- Wadduwa Location within Sri Lanka
- Coordinates: 6°42′48″N 79°54′15″E﻿ / ﻿6.71333°N 79.90417°E
- Country: Sri Lanka
- Province: Western Province
- Time zone: UTC+5:30 (Sri Lanka Standard Time Zone)
- • Summer (DST): UTC+6 (Summer time)

= Wadduwa =

Wadduwa (වාද්දුව, வாதுவை) is a town in the Western Province of Sri Lanka. It is situated on the western coast of Sri Lanka, about 33 km south of Colombo. It spans from 30.5 to 36.5 km area along the Galle Road, 4.5 km to the land side and 1 km to the seaside. It is also famous for its rich cultivation of coconut palms and as a major producer of toddy and vinegar. There are few historical places in the area such as ancient Catholic church and Dhaaldawatta Purana Maha Viharaya. Wadduwa is popular for the products made from coconut fibre such as brooms, carpets etc.

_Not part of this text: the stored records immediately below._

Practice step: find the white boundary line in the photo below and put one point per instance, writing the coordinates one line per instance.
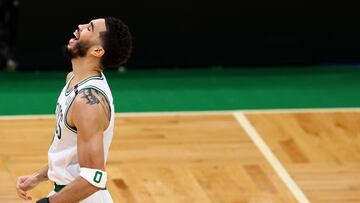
(271, 158)
(196, 113)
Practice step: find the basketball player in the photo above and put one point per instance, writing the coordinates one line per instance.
(84, 117)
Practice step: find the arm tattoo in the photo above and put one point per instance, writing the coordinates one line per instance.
(90, 97)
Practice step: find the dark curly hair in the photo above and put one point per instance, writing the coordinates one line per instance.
(117, 43)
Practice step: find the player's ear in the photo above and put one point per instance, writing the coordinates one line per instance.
(98, 51)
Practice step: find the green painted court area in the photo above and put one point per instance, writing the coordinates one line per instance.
(196, 89)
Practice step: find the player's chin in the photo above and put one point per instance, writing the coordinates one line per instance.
(72, 42)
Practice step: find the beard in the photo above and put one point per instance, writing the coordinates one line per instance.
(79, 50)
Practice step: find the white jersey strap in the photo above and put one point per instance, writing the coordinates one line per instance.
(95, 177)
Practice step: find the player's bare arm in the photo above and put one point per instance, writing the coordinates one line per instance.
(68, 76)
(89, 114)
(28, 182)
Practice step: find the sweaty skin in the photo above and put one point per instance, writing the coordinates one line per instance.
(89, 113)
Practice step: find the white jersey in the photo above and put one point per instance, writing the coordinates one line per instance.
(62, 156)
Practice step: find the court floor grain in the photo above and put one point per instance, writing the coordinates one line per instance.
(208, 157)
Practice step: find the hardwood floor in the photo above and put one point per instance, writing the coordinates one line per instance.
(205, 158)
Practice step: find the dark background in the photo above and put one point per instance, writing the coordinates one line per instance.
(200, 33)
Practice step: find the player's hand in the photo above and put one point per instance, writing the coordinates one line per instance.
(25, 183)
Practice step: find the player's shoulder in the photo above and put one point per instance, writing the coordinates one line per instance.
(89, 105)
(89, 99)
(68, 76)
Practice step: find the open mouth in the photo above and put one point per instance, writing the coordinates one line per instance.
(76, 34)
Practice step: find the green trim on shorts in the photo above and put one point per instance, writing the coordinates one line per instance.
(58, 188)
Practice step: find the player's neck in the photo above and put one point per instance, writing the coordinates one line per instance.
(83, 69)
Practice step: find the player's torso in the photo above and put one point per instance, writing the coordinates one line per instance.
(62, 155)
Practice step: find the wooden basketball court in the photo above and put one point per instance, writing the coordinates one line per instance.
(208, 157)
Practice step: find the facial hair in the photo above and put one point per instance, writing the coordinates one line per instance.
(80, 50)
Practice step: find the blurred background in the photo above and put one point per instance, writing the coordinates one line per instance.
(225, 46)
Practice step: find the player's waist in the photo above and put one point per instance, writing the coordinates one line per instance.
(58, 188)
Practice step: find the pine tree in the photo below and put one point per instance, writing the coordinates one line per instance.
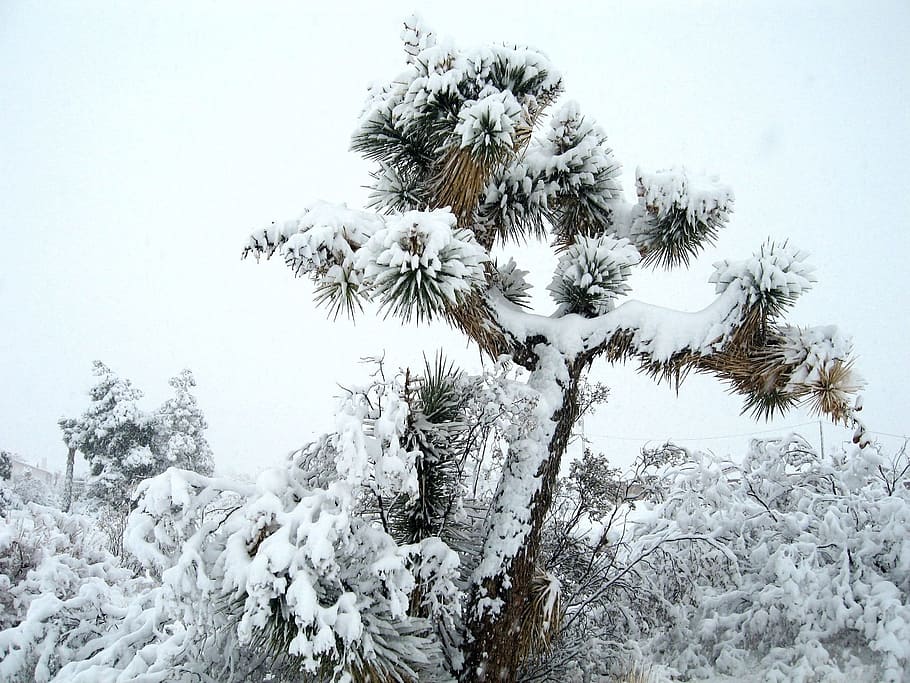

Wadduwa is governed by Panadura Pradeshiya Sabha.

==Origin of the name==

According to folklore, there were many native indigenous doctors in this area in the past. The name for native doctors in Sinalese Language is "veda mahaththayaa", thus comes the name 'veda doova' meaning the land of the native doctors. It has later become "Wadduwa".